Every so often someone who is not on the inside of an industry is able to see in a somewhat different light things about the industry that seem to be taken as fact by insiders. So it is with David Goldhill, a media and technology executive, who has written an article, "How American Health Care Killed My Father", about health care in The Atlantic. Granted it's an incendiary title, but Goldhill goes beyond the personal and raises fundamental questions about our approach to health and health care. And they are two different things.
We tend to think of health care as being the same as medical care, but, as Goldhill points out, there are a lot of other aspects of life that are necessary to a healthful life: "nutrition, exercise, education, emotional security, our natural environment and public safety". Yet, we spend an unbelievable amount of money on medical care, "8 times as much as we spend on education, 12 times what is spent on food aid to children and families, 30 times what we spend on law enforcement, 78 times what is spent on land management and conservation, 87 times what is spent on water supply, 830 times what is spent on energy conservation". It is truly scary.
Goldhill looks at medical care as simply an industry. Clearly, looked at through that prism, medical care has some problems. Goldhill feels that the fundamental problem is that the industry is not customer-focused, the customer being you and me; it is focused on who pays the bills, insurance companies and governments. He argues that much of the progress in the world beyond healthcare has come about because of the consumer's interest in the price he pays for goods and services. This is an area that is a grand mystery to just about all of us who consume medical servives Do you know how much your doctor is charging you for your annual physical? Do you question her scheduling of a CAT scan? Do you ask how much the prescription will cost before he writes it? Yet, you look at all the prices in the supermarket. You know to the penny how much you pay in real estate taxes. You make sure that you're getting the beat deal on that new car. Does it not make sense to consider pricing when making medical decisions? His basic argument is that we would all be better off if we directly paid for some of our medical expenses.

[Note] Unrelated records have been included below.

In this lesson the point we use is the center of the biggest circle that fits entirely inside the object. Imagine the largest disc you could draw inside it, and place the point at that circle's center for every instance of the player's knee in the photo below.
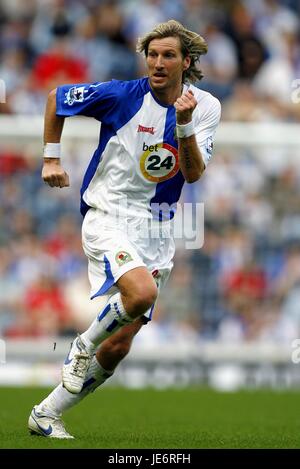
(142, 299)
(116, 350)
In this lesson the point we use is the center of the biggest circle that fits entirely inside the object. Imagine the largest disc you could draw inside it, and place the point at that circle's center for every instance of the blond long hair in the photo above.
(192, 45)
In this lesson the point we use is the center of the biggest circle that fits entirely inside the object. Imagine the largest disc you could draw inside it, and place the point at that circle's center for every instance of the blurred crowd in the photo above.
(244, 283)
(251, 65)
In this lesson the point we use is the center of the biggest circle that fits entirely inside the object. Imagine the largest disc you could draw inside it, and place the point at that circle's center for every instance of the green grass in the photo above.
(189, 418)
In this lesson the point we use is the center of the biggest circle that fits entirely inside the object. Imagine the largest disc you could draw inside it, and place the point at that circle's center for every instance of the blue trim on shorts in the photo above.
(109, 282)
(147, 319)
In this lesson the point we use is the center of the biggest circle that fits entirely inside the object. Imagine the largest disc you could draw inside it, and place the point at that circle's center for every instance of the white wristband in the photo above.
(52, 150)
(185, 130)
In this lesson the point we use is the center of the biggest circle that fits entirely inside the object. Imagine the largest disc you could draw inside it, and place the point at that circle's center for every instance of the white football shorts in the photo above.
(114, 246)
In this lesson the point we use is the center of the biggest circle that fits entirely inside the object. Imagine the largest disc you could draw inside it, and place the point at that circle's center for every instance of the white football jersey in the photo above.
(135, 169)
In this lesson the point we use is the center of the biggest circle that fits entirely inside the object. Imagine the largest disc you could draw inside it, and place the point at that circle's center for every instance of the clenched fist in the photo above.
(185, 106)
(53, 174)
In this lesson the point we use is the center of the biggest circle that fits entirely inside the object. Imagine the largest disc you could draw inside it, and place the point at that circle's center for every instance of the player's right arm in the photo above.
(53, 173)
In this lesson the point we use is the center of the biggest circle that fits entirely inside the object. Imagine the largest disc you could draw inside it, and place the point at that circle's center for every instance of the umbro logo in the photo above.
(149, 130)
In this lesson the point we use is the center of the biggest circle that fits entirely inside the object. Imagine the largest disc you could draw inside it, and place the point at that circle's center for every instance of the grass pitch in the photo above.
(187, 418)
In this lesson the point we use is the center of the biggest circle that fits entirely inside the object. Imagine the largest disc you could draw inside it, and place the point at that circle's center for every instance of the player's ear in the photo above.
(186, 62)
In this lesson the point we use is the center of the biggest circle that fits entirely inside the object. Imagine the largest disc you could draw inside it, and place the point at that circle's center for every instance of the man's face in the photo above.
(166, 63)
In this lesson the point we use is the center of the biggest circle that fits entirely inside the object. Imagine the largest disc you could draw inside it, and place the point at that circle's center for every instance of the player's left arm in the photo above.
(191, 162)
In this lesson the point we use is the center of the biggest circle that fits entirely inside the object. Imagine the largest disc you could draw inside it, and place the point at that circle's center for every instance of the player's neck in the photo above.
(168, 96)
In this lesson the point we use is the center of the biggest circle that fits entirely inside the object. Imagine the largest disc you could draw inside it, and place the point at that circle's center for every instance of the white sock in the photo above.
(109, 320)
(60, 400)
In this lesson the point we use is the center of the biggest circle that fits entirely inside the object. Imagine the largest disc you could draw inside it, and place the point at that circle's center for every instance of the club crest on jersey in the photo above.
(159, 162)
(150, 130)
(75, 94)
(122, 257)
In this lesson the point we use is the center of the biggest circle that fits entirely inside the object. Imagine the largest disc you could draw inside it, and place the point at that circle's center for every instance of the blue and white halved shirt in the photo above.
(135, 165)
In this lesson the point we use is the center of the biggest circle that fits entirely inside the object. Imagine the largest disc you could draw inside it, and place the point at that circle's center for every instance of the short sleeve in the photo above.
(96, 100)
(205, 127)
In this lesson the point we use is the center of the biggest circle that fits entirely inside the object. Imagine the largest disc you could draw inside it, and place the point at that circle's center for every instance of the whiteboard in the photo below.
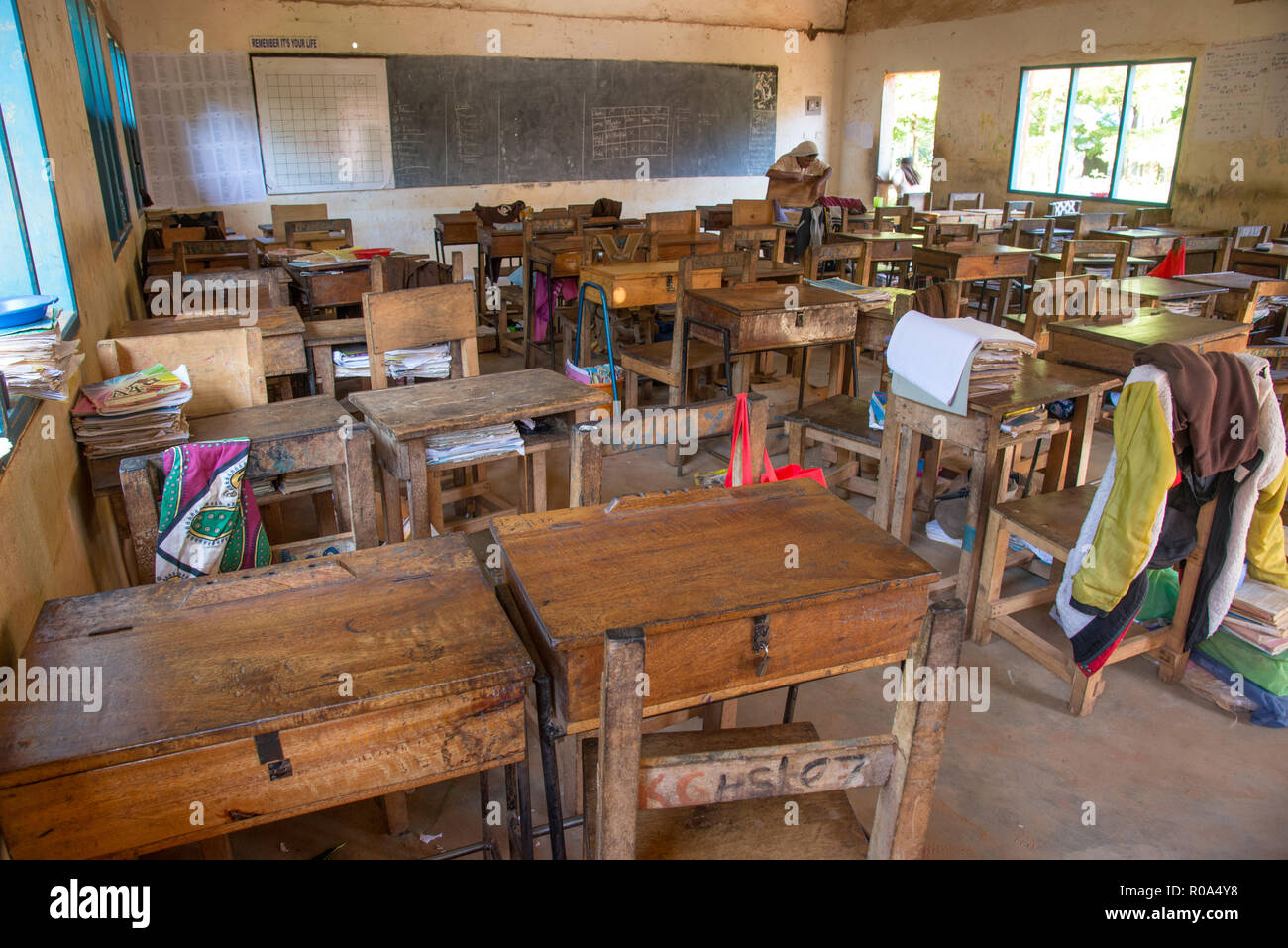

Goldhill stresses a fundamental difference between health and other insurance. We expect health insurance to pay for virtually all medical expenses, not only expenses associated with a major problem. Yet, all other forms of insurance cover not the expected daily expenses, but the major catastrophe.
Along the way, Goldhill mentions some interesting factoids: for every two doctors in the U.S. there is one health-insurance employee, Medicare spends twice as much per patient in Dallas as it does in Salem, Oregon, because there are more doctors per resident in Dallas, whether you are insured or uninsured you spend about the same amount of your own money on health care, per capita spending on health care in most Western countries has increased by c. 40% over the past five years.
He does address many of the 'givens' that supposedly have a major impact on the growth of health care costs. The idea that improved technology means higher medical costs flies in the face of the experience of most of us. The computer on which I am writing this is more powerful than the mainframes I worked on in the 1960s and 1970s; those behemoths cost in the millions, I paid $700 for this PC. Goldhill attributes the high cost of emergency rooms more to accounting legerdemain than reality. Goldhill questions the value of the 500 major hospitals we finance. He wonders why the industry won't finance the investment in electronic records as the the roi is close to 60%.
It is probably the most sensible article you will read about how we pay to stay healthy. It demonstrates quite clearly that the current 'debate' about health care is more sound and fury signifying very little. This is an area where change is clearly needed. Instead, as with the world of finance, we're getting patches.